Die neue Melange aus Vernichtung und Wahn macht den Kapitalismus
freilich nicht besser, sondern offenbart dessen destruktive
Wirkungskraft in einer neuen Dimension. Es gibt deshalb keine
Veranlassung, ihn nunmehr als die »Zivilisation des freien Tauschs«
zu verklären oder der moslemischen Welt gar in einer Art
Etappentheorie die Vorzüge dieser Gesellschaftsordnung mit Verweis
auf eine kommunistische Option am St. Nimmerleinstag ans Herz zu
legen.
Wer den islamistischen Hintergrund des 11. September
jedoch auszublenden sucht, gerät nicht nur in die Fallstricke eines
stets nur antiaufklärerischen Antiamerikanismus, sondern verkennt
auch den unmittelbaren Nutzen, den Deutschland aus dem
antiamerikanischen Islamismus zieht.
»Könnten machtpolitisch
selbstbewusste Länder möglicherweise daran interessiert sein, dass
der Erfolg (der USA im Kampf gegen den Terror) nicht triumphal und
auch nicht eindeutig ausfällt?« fragte scheinheilig der
außenpolitische Ressortleiter der FAZ und benannte damit den
entscheidenden Punkt. Je geringer der amerikanische Erfolg, desto
größer der Gewinn, der Deutschland als verlogenem »Makler« winkt.
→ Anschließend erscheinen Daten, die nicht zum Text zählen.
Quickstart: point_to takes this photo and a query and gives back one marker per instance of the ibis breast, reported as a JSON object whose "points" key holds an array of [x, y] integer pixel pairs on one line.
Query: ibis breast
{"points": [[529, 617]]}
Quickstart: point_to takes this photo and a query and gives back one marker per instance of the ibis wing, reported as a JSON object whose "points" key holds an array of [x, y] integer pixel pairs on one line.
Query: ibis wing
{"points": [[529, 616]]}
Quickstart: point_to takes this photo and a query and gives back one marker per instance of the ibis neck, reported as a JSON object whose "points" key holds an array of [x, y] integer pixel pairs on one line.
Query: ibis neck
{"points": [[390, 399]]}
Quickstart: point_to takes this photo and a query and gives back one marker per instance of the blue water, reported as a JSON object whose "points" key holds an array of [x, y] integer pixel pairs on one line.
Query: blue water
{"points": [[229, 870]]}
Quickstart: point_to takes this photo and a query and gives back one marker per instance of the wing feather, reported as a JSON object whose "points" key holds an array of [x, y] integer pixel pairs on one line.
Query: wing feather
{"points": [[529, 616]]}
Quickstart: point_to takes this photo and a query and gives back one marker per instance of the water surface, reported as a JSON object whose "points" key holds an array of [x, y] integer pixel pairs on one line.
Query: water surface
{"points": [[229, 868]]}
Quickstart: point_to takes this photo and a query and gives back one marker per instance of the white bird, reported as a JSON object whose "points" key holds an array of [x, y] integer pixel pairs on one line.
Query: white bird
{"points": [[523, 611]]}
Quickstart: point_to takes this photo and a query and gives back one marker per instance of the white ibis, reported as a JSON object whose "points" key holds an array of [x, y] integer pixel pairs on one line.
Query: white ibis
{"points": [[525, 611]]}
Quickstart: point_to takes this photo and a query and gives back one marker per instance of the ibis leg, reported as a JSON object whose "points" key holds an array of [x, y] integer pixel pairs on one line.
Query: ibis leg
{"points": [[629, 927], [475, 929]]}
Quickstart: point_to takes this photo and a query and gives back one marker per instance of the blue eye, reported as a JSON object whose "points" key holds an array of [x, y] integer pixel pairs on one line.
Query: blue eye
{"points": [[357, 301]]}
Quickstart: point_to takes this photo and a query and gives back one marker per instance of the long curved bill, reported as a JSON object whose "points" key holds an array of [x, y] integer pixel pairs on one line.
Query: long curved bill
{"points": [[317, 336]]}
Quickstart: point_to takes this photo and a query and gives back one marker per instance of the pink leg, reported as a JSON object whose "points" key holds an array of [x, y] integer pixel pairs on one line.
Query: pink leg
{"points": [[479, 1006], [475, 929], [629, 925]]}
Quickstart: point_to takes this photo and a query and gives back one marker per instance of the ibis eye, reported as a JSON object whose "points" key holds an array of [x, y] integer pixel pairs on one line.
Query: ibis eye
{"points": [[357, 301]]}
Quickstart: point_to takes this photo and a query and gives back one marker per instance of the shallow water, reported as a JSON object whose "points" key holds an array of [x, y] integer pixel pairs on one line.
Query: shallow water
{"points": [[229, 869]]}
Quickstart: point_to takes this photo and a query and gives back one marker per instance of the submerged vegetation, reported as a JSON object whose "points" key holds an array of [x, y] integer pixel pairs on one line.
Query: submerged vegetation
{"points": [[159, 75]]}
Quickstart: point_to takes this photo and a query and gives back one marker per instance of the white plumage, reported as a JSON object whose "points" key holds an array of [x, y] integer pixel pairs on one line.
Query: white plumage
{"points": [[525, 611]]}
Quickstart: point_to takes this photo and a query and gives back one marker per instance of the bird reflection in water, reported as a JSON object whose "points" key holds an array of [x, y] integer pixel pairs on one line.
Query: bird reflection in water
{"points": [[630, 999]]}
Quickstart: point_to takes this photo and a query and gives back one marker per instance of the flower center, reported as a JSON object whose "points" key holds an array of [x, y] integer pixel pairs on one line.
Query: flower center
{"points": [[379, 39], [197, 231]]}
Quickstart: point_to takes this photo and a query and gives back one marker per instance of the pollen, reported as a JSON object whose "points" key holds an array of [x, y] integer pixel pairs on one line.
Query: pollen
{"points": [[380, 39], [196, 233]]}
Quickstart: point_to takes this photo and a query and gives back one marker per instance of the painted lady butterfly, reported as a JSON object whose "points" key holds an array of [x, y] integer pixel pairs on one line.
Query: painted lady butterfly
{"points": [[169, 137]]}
Seitdem das kaiserliche Deutschland sich zum »Freund des Islam«
erklärte, wird der Djihad in den Dienst deutscher
Weltmachtinteressen gestellt. Im Kampf um strategisch-ökonomische
Dominanz wird auch heute wieder die explizit antiwestliche Variante
des Islam protegiert: »Der (gegenwärtige) deutsche Sonderweg für den
Islam«, so der Islamwissenschaftler Bassam Tibi, »heißt
Fundamentalismus, nicht liberaler Islam.«
Insofern besteht
zwischen der seit dem 11. September forcierten Ausrichtung der
deutschen Außenpolitik auf die muslimische Welt und der Beschwerde
der New York Times über die Nachlässigkeit deutscher Geheimdienste
im Umgang mit terroristischen Islamisten ein Zusammenhang. Zu den
von Washington monierten Ungereimtheiten gehört die Tatsache, dass
schon 1998 und 1999 die Harburger Wohngemeinschaft Mohammed Attas
wegen möglicher Verbindungen zu bin Laden observiert wurde. Im Jahr
2000 wurde diese Überwachung jedoch beendet, obwohl die CIA nach
Angaben des Spiegel zu diesem Zeitpunkt »die
Verfassungsschutzbehörden in Deutschland massiv gedrängt (habe),
sich der al-Qaida-Organisation in Hamburg anzunehmen«.
Von derartigen Widersprüchen wird auf dem konkret-Kongress »Deutschland
führt Krieg« kaum die Rede sein. So germanozentriert und
verbalradikal der Titel dieser Veranstaltung, so grundlegend wird
die deutsche Rolle im Kontext neuer Frontlinien verkannt. Nicht
zufällig wird im Kongressaufruf der deutsche Vernichtungskrieg von
1939 mit dem Krieg der USA in Afghanistan auf eine Stufe gestellt
und umstandslos unter die »amerikanisch« konnotierte Motivkette
»Geld und Macht, Öl und Hegemonie« subsumiert. Im gepflegt-linken
antiamerikanischen Diskurs, der sich für den islamistischen
Antisemitismus nicht interessiert, scheint zugleich auch für
Spezifika der deutschen Geschichte kaum noch ein Platz zu sein.
Damit sind die Konsequenzen der Ignoranz gegenüber dem 11.
September benannt: Ein Antiamerikanismus, der mit Positionen von
Faschisten und Nationalisten verwechselt werden kann, ergänzt um
eine antideutsche Rhetorik, die stärker im Ausdruck als im
Ausgedrückten, also nur agitatorisch ist.